We concur. Here is some evidence we found.
Raymond Barnett, a retired Chico State University biology professor who published a study of Muir, wrote an article on the Sierra Club website titled “John Muir: Racist or Admirer of Native Americans?”
Barnett’s article quotes extensively from Muir’s journals. He notes that Muir first arrived in the Sierra Nevada as a young man in 1869, a decade and a half after white settlers lured by the gold rush had committed murder, rape and pillage of Indigenous tribes, driving them from their ancestral territories.
“Critical to a proper understanding of what Muir saw and unflinchingly described in the Sierra Nevada of 1869 is an awareness that the Native Americans he encountered were experiencing the first generation of a holocaust that had destroyed their traditional culture and way of life,” Barnett wrote.

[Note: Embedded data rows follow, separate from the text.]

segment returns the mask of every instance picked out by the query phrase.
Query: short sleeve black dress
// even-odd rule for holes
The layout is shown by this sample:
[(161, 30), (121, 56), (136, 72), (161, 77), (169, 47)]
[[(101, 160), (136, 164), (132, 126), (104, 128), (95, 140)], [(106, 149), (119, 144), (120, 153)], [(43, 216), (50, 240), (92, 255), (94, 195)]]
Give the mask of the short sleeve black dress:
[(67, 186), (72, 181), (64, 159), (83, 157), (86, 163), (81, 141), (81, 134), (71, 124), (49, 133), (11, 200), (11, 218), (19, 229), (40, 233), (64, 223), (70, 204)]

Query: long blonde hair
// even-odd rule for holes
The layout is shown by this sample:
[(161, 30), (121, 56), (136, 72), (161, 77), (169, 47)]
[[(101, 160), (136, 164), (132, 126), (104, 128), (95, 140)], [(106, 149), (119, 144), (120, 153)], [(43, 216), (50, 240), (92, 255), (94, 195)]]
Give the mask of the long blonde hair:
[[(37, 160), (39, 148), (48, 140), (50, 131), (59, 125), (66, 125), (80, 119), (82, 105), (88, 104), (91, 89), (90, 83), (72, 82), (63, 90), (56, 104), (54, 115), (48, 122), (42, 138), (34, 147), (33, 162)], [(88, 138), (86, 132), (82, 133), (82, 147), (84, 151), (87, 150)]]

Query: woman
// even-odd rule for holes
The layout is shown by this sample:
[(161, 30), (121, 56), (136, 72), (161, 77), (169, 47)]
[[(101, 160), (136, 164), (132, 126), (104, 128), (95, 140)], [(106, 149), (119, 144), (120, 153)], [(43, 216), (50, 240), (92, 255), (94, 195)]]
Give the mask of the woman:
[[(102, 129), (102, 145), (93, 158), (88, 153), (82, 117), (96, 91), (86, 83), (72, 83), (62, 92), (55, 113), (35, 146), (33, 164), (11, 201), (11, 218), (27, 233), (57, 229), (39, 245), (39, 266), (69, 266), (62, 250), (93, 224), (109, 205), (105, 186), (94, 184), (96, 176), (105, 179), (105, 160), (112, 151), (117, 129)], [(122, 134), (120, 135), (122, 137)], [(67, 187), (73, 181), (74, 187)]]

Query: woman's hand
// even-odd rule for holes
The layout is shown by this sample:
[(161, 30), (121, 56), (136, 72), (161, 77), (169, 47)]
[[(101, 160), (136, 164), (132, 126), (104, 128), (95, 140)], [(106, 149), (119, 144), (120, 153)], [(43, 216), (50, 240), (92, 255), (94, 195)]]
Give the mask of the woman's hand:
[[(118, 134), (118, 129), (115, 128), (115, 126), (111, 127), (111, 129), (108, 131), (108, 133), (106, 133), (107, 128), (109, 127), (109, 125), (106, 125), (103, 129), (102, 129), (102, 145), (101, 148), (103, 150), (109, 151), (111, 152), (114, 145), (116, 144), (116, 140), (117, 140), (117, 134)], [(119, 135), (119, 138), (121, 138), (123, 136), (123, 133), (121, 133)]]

“The exceptional thing about Muir’s depiction of the Sierra Nevada Native Americans he encounters in 1869 is how often he insists on crediting them with admirable traits, how persistently he compares their culture favorably above those of his fellow Anglo-americans, how often he reminds himself (and his future readers) that these struggling people are still ‘fellow beings’ of Muir and his kind, how they in fact are, still, their ‘brothers’,” he continued.
Muir also was quoted with denouncing a U.S. Army officer he met at a dinner party who was involved the Army’s “Indian extermination” campaign. The party’s hostess recounted Muir telling the officer he was “a champion for a mean, brutal policy.”
Are those the words of a racist? From the enlightened perspective of the 21st century, maybe, but in the context of the 19th century, maybe not.
It’s interesting to note that the John Muir School’s website mentions Muir, but no details of his life or any discussion of his actions and attitudes toward Indigenous people. It would be valuable to students of a magnet school named for him to explore this man’s history in depth. Call it a teachable moment, and seek to understand who he was relative to his time.
That should happen even if the school doesn’t keep his name.